Sunday, March 11, 2007

Throw Your Rockets Far

I shall not tell you Aaron at eight
Somewhere we walk in the yellow grass;
The sky huge, but our feet owning each step.
Somewhere we hear the shorebird’s cry
From a beach in Africa we never left.
Somewhere we are shaman, warrior, gatherer,
Women and men intimate with our past.

No, I shall not tell you Aaron at eight
What at eight you simply feel
On your lawn at dusk when you throw a bottle rocket
With a warrior’s grace -- and hard at the moon.

2 comments:

Anonymous said...

I love this poem. At the beginning I'm somewhere and it is in the last line that the whole picture is displayed. I remember those days. I love the historical reference you give them!

Paul Sunstone said...

Thank you for your kind words! This is one of my favorite poems, Rebecca, and I think one of my best.

It begins deep in our past, when our species was born in Africa. And I personally believe we have in many ways never left the yellow grasses of Africa --- after all, our very nature is rooted in our ancestors who lived there.

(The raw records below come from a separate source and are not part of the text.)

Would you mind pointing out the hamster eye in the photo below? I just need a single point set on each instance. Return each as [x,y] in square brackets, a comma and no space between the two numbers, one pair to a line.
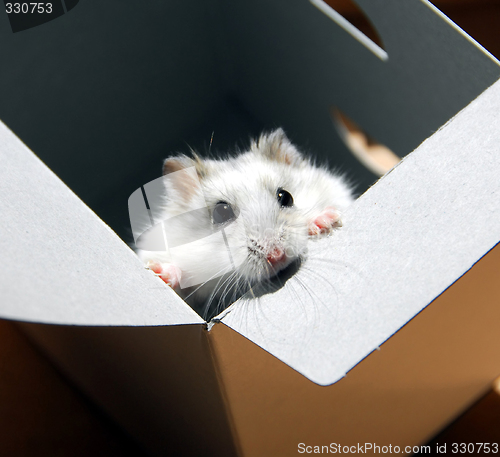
[222,213]
[284,198]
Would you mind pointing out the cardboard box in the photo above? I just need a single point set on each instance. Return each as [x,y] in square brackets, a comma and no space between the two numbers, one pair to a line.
[94,91]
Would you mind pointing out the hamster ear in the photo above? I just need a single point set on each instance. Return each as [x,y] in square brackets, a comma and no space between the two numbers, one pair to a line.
[277,147]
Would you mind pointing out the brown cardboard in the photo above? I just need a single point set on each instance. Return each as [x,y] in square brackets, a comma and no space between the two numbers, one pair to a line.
[178,383]
[423,377]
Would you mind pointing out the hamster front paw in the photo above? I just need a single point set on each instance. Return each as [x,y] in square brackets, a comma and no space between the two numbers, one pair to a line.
[325,222]
[169,273]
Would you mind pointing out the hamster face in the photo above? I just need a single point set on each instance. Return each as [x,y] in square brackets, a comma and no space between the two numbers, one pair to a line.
[250,216]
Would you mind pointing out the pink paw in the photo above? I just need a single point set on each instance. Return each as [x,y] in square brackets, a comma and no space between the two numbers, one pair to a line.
[169,273]
[325,222]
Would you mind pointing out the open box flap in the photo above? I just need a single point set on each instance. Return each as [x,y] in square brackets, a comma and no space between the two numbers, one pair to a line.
[61,264]
[403,243]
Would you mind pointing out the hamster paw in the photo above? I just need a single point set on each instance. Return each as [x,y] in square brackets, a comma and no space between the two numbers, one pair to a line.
[325,222]
[169,273]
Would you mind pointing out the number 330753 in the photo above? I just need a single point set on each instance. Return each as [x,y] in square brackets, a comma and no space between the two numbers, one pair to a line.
[28,8]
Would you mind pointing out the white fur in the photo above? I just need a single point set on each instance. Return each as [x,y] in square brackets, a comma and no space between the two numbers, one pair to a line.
[249,183]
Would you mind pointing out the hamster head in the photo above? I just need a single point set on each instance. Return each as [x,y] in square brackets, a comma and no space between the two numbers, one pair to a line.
[246,218]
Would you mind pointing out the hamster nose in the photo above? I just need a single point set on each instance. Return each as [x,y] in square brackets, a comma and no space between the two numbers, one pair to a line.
[275,255]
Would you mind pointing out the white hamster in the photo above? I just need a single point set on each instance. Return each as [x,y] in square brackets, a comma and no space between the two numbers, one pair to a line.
[236,222]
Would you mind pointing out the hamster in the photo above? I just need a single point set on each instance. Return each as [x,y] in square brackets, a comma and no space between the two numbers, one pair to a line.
[236,222]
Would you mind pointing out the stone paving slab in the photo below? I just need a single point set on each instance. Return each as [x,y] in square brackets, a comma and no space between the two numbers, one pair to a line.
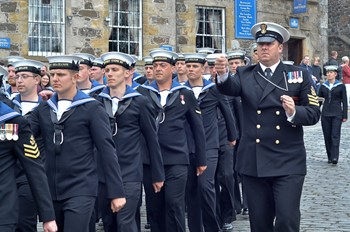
[325,204]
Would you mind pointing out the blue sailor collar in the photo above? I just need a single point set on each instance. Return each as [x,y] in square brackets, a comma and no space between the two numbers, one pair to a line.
[136,76]
[174,87]
[17,101]
[79,99]
[206,85]
[135,85]
[95,86]
[8,90]
[6,113]
[129,93]
[328,86]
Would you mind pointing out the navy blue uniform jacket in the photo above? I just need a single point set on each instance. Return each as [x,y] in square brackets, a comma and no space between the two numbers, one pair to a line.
[209,100]
[133,120]
[30,159]
[336,102]
[73,172]
[270,145]
[180,108]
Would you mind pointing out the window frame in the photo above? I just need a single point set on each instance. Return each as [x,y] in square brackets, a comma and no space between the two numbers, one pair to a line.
[212,35]
[60,26]
[138,28]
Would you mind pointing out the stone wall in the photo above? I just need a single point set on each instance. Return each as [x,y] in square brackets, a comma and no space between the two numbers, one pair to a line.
[339,27]
[87,30]
[170,22]
[311,29]
[159,24]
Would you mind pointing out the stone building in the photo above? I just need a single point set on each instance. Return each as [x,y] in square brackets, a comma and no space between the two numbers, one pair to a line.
[339,27]
[38,28]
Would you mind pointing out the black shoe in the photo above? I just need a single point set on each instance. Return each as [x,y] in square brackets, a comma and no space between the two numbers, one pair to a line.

But I can't explain the poem any better than it explains itself. When Aaron was eight, he seemed to me both true to his own nature, and in a larger sense, true to human nature. (He still does.) There is about him a timelessness, a quality of being fully authentic. I don't know how well the poem captures that, but it is always worth the effort to try to capture something as beautiful as Aaron's spirit.